# Gradient Descent Quantizes ReLU Network Features

### Venue

ArXiv (2018)

### Publication Year

2018

### Authors

Hartmut Maennel, Olivier Bousquet, Sylvain Gelly

### BibTeX

## Abstract

Deep neural networks are often trained in the over-parametrized regime (i.e. with
far more parameters than training examples), and understanding why the training
converges to solutions that generalize remains an open problem. Several studies
have highlighted the fact that the training procedure, i.e. mini-batch Stochastic
Gradient Descent (SGD) leads to solutions that have specific properties in the loss
landscape. However, even with plain Gradient Descent (GD) the solutions found in
the over-parametrized regime are pretty good and this phenomenon is poorly
understood. We propose an analysis of this behavior for feedforward networks with a
ReLU activation function under the assumption of small initialization and learning
rate and uncover a quantization effect: The weight vectors tend to concentrate at a
small number of directions determined by the input data.
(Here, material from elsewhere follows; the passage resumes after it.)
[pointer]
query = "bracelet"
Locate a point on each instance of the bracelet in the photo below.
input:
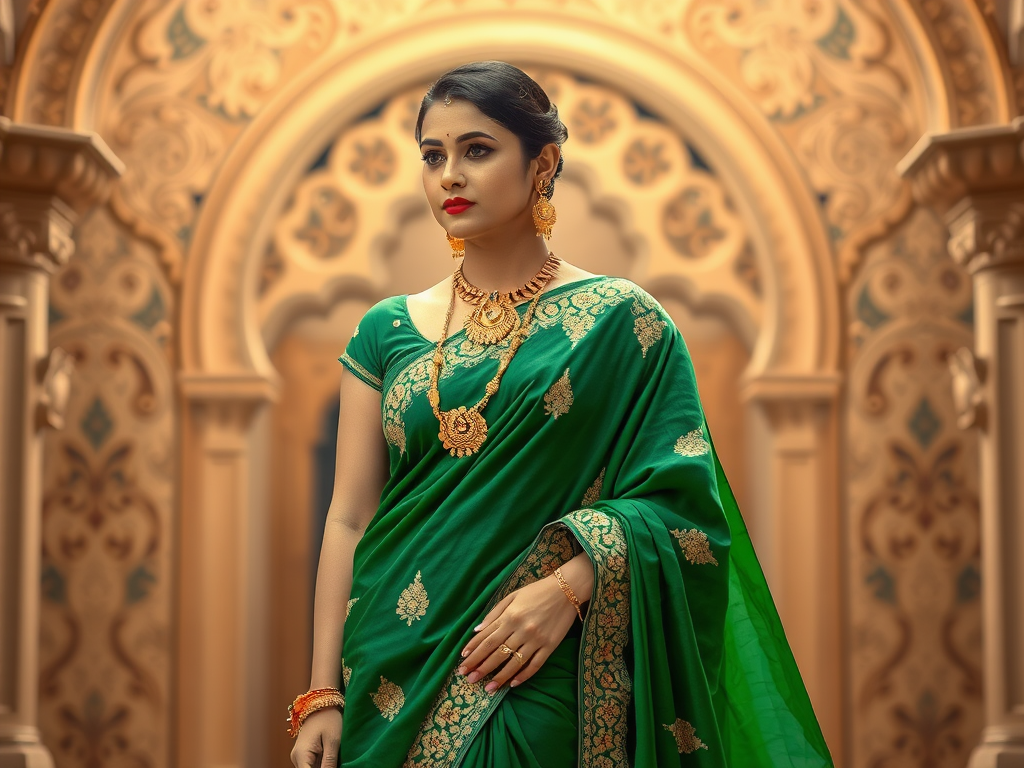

As a consequence, we show
that for given input data there are only finitely many, "simple" functions that can
be obtained, independent of the network size. This puts these functions in analogy
to linear interpolations (for given input data there are finitely many
triangulations, which each determine a function by linear interpolation). We ask
whether this analogy extends to the generalization properties - while the usual
distribution-independent generalization property does not hold, it could be that
for e.g. smooth functions with bounded second derivative an approximation property
holds which could "explain" generalization of networks (of unbounded size) to
unseen inputs.